Ad 5: Ook op de in 1989 gesloten overeenkomsten zijn de in 1993 gedane uitlatingen van de Staatssecretaris met betrekking tot het premiedepot van toepassing.
(2.2) Het beroep van de inspecteur op fraus legis faalt, omdat de strekking van de wet inhoudt dat de vrijstelling toepassing kan vinden ingeval zoals te dezen voor de kapitaalverzekering geen koopsom wordt betaald.
(2.3) Indien alleen een koopsompolis was afgesloten, had een hogere uitkering kunnen worden bedongen.
Door de inspecteur:
(3.1) De twee overeenkomsten moeten onder saldering van de geldstromen in samenhang worden bezien.
(3.2) De onderhavige situatie is niet op één lijn te stellen met een premiedepot, waarbij in wezen een spaarrekening bij de verzekeraar wordt aangehouden met een intentie- verklaring.
(3.3) Het omstreden belastingbedrag is gering, maar het gaat om een proefprocedure die specifiek alleen met betrekking tot de vermogensbelasting is aangespannen.
(3.4) Hij betwijfelt of bij een pure koopsompolis een beduidend hogere uitkering had kunnen worden bedongen. Het is wenselijk de exacte uitkomst te onderzoeken;
Overwegende omtrent het geschil:
(4.1) Bij het afsluiten door belanghebbende van zijn kapitaal- en lijfrenteverzekeringen zijn twee overeenkomsten totstandgekomen.
(4.2) Tussen de overeenkomsten bestaat samenhang, onder meer omdat de overeenkomsten zijn afgesloten op basis van een "beschikbare koopsom" van f 100.000,-- en omdat de lijfrenteuitkeringen (afgezien van een te verwaarlozen verschil) gelijk zijn aan de premies die belanghebbende van 1 december 1990 tot en met 1 december 2000 voor de kapitaalverzekering moest voldoen.

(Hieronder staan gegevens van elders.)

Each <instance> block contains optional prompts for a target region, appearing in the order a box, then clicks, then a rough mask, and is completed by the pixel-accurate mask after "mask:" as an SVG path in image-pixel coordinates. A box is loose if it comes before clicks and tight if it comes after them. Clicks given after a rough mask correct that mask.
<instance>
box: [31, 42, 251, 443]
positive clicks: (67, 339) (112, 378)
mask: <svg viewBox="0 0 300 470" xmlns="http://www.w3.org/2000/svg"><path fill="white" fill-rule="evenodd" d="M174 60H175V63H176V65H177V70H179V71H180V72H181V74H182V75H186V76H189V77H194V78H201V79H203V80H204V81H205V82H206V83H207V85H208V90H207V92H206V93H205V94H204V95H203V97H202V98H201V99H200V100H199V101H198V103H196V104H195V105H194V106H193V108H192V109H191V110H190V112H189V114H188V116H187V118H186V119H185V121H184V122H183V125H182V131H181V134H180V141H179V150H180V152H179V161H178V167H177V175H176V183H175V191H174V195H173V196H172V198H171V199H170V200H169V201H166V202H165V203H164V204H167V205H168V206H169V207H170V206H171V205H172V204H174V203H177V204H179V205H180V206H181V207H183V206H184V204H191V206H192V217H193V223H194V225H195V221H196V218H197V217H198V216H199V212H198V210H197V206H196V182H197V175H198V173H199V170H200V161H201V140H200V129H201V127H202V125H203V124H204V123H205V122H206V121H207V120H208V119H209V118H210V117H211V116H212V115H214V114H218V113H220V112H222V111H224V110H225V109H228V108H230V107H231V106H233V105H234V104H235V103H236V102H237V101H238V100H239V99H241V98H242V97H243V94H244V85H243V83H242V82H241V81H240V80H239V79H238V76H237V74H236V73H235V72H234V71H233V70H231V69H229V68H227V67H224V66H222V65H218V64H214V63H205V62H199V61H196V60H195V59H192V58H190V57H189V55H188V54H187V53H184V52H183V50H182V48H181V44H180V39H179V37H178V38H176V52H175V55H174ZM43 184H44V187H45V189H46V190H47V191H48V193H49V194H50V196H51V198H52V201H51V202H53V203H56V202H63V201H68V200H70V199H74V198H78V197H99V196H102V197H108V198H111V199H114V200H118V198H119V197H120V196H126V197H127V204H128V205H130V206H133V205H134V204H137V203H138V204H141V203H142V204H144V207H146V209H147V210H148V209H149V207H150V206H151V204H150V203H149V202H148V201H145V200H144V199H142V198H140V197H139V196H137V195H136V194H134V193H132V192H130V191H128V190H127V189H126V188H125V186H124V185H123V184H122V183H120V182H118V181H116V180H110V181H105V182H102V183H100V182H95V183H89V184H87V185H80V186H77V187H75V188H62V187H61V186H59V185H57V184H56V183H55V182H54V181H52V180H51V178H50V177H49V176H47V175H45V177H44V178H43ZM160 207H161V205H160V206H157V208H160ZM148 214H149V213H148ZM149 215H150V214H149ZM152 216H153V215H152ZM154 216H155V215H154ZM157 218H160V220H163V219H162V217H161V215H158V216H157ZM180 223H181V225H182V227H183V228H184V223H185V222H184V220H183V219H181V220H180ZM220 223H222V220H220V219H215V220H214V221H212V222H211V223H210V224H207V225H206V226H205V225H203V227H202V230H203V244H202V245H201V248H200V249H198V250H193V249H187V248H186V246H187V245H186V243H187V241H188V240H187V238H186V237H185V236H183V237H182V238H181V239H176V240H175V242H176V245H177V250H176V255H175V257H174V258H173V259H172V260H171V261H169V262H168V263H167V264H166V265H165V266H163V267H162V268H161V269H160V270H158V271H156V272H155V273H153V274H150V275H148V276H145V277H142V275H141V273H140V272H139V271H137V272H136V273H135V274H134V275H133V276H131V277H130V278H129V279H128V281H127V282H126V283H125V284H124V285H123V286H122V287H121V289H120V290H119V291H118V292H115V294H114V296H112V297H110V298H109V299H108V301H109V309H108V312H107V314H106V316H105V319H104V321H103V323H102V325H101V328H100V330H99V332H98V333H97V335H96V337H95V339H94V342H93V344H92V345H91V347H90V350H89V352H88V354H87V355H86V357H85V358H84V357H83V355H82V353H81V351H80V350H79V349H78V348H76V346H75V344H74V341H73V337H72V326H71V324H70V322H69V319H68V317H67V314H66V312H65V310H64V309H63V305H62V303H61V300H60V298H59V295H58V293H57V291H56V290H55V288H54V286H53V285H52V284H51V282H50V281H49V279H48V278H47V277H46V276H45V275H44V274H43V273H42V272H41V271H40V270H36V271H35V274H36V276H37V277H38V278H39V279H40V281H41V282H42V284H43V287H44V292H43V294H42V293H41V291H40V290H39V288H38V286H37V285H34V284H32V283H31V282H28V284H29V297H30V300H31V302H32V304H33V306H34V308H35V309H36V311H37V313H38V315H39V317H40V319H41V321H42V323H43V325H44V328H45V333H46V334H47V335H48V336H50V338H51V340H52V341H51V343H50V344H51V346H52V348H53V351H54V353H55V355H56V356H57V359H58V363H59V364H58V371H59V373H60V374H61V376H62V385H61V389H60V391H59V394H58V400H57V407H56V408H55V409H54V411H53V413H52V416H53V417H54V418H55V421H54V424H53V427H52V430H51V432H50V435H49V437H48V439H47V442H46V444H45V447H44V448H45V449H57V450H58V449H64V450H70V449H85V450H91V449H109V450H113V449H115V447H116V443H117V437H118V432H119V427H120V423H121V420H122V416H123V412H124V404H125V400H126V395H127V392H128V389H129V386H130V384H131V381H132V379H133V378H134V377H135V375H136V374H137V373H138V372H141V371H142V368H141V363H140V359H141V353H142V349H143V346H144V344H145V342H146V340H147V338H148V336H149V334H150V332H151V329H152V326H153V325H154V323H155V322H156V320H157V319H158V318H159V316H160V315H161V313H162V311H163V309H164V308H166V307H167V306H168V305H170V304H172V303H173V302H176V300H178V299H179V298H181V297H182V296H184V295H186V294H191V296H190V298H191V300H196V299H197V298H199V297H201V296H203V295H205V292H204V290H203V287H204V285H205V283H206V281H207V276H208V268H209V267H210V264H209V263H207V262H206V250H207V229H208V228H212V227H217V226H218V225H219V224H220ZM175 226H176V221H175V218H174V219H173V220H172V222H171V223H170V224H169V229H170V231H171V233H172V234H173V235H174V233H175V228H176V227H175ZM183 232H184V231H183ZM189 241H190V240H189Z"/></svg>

Belanghebbende heeft echter onweersproken aangevoerd, dat de twee overeenkomsten zonder verbindingsclausule zijn afgesloten, dat wil zeggen op condities die ook zouden hebben gegolden, indien de overeenkomsten niet in samenhang waren afgesloten.
(4.3) Uit de nader verstrekte inlichtingen blijkt dat belanghebbende ingeval hij tegen storting van een koopsom van f 100.000,-- een overeenkomstige kapitaalverzekering had afgesloten, een f 15.870,-- hogere verzekerde som van f 206.113,-- had kunnen bedingen.

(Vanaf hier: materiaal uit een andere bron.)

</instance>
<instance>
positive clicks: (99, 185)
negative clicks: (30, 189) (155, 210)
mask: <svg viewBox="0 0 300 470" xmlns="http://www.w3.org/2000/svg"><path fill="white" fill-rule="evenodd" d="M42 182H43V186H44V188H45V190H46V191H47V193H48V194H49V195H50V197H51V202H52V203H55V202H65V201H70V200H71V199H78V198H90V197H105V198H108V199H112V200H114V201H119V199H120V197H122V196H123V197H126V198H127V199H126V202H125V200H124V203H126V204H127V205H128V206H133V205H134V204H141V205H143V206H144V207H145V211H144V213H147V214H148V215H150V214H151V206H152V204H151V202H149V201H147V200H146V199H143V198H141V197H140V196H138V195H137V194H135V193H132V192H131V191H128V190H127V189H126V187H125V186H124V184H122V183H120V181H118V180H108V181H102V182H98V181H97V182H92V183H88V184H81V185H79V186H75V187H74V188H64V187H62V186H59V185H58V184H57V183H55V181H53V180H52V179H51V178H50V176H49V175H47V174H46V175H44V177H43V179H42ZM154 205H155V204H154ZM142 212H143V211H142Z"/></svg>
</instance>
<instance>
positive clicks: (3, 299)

(4.4) Het feit dat belanghebbende de combinatie van een kapitaal- en lijfrenteverzekering in plaats van alleen een kapitaalverzekering tegen storting van een koopsom heeft afgesloten, heeft hem een nadeel opgeleverd. Hij heeft immers genoegen moeten nemen met een verzekerde som die het niet te verwaarlozen bedrag van f 15.870,-- lager was dan anders had kunnen worden bedongen. Het standpunt van de inspecteur dat de combinatie van verzekeringen fiscaal moet worden geduid als een kapitaalverzekering waarvoor een koopsom is voldaan, wordt daarom verworpen.
(4.5) De aan belanghebbende uitgebrachte offerte heeft betrekking op een kapitaalverzekering op basis van een beschikbare koopsom van f 100.000,--. Blijkens de offerte vindt een verdeling van premies plaats (kennelijk over een combinatie van een kapitaal- en een lijfrenteverzekering) en kunnen met de lijfrenteuitkeringen de vervolgpremies van de kapitaalverzekering worden betaald. De keus van belanghebbende voor de combinatie was voor hem - afgezien van fiscale aspecten - voorzienbaar nadelig, omdat slechts een f 15.870,-- lagere verzekerde som kon worden bedongen. Hij maakt niet waar dat de combinatie voor hem - afgezien van de fiscale aspecten - re-ële praktische betekenis had.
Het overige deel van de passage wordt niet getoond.